Virginia headed the organization for its first seven years and was awarded an honorary lifetime
membership. When she and her husband, the late Berry B. Brooks, built a new home in nearby
Raleigh, TN, they named it Epping Forest Manor for the estate of
her ancestor, Col. Joseph Ball, who was President George Washington's maternal grandfather.
While proud of her ancestry, she did not believe in boasting about it. 'All of us have a responsibility
to emulate the early colonists and preserve the freedom they won for us with their strength, courage,
wealth, and their very lives,' she often said. In addition to their leadership in genealogical, civic,
and social activities, Virginia and Berry were world travelers and avid collectors. Peacocks were her
passion. At one time she had 22 of them. Virginia belonged to the Daughters of the American Revolution
and the Jamestown Daughters of the confederacy. When she died of heart failure in Memphis on 23
December 1997, Virginia was in her 93rd year. Her only child, Virginia Brooks Martin, died
October 24, 1976 in
Memphis. Surviving are her granddaughter, Ann Martin Putnam, and four great-grandchildren.

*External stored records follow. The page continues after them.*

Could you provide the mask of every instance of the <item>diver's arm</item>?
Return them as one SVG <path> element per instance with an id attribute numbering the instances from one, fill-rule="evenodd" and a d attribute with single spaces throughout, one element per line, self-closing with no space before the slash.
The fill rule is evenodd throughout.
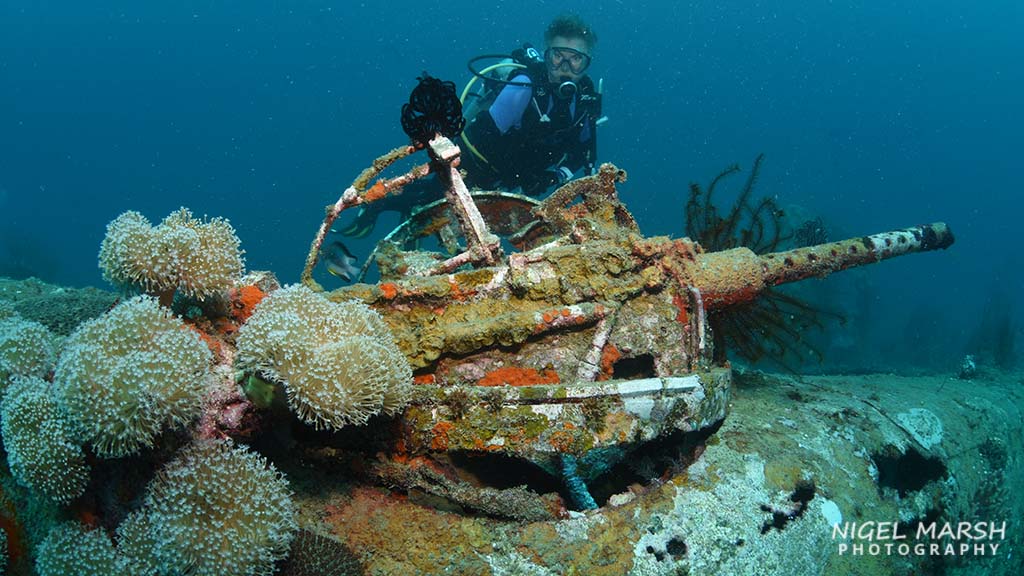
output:
<path id="1" fill-rule="evenodd" d="M 490 162 L 491 156 L 500 146 L 501 130 L 494 123 L 494 118 L 487 110 L 482 110 L 466 126 L 466 132 L 472 139 L 473 146 Z"/>
<path id="2" fill-rule="evenodd" d="M 528 82 L 529 78 L 520 75 L 514 80 Z M 514 157 L 523 143 L 520 131 L 514 128 L 522 127 L 532 98 L 533 89 L 529 86 L 506 86 L 491 106 L 477 113 L 466 127 L 473 146 L 506 185 L 513 185 L 517 179 Z"/>
<path id="3" fill-rule="evenodd" d="M 589 96 L 584 96 L 581 101 L 585 104 L 583 125 L 580 127 L 579 140 L 572 147 L 564 165 L 574 174 L 589 176 L 597 173 L 597 124 L 601 118 L 601 93 L 595 91 L 594 82 L 589 76 L 584 76 L 580 85 Z"/>
<path id="4" fill-rule="evenodd" d="M 558 163 L 523 174 L 519 178 L 523 192 L 529 196 L 539 196 L 551 187 L 557 188 L 575 178 L 591 175 L 596 144 L 593 136 L 593 126 L 586 125 L 580 131 L 580 141 L 573 142 Z"/>
<path id="5" fill-rule="evenodd" d="M 590 120 L 580 131 L 579 145 L 574 147 L 569 155 L 570 168 L 573 173 L 582 172 L 581 176 L 595 173 L 594 167 L 597 165 L 597 130 L 595 128 L 597 126 L 594 125 L 593 120 Z"/>
<path id="6" fill-rule="evenodd" d="M 584 129 L 585 133 L 580 134 L 583 145 L 583 170 L 584 176 L 597 174 L 597 119 L 591 117 Z"/>
<path id="7" fill-rule="evenodd" d="M 512 82 L 530 82 L 530 77 L 520 74 L 512 79 Z M 530 105 L 533 98 L 533 87 L 520 84 L 509 84 L 505 86 L 494 103 L 487 110 L 491 120 L 501 134 L 508 134 L 512 128 L 519 128 L 523 124 L 523 114 L 526 107 Z"/>
<path id="8" fill-rule="evenodd" d="M 556 173 L 554 184 L 561 186 L 573 178 L 589 176 L 597 162 L 597 132 L 592 121 L 580 130 L 579 141 L 566 151 L 565 159 L 553 167 Z"/>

Some years ago in recalling TGS' beginnings, Virginia Walton Brooks said, 'Here was a meeting
of minds with mutual interest, objectives, and problems to be solved. Everyone shared their findings,
gave suggestions, helped one another, and welcomed newcomers into the genealogical fold.' That formula
still guarantees success for any genealogical society.
And it's the legacy Virginia leaves with us. God bless!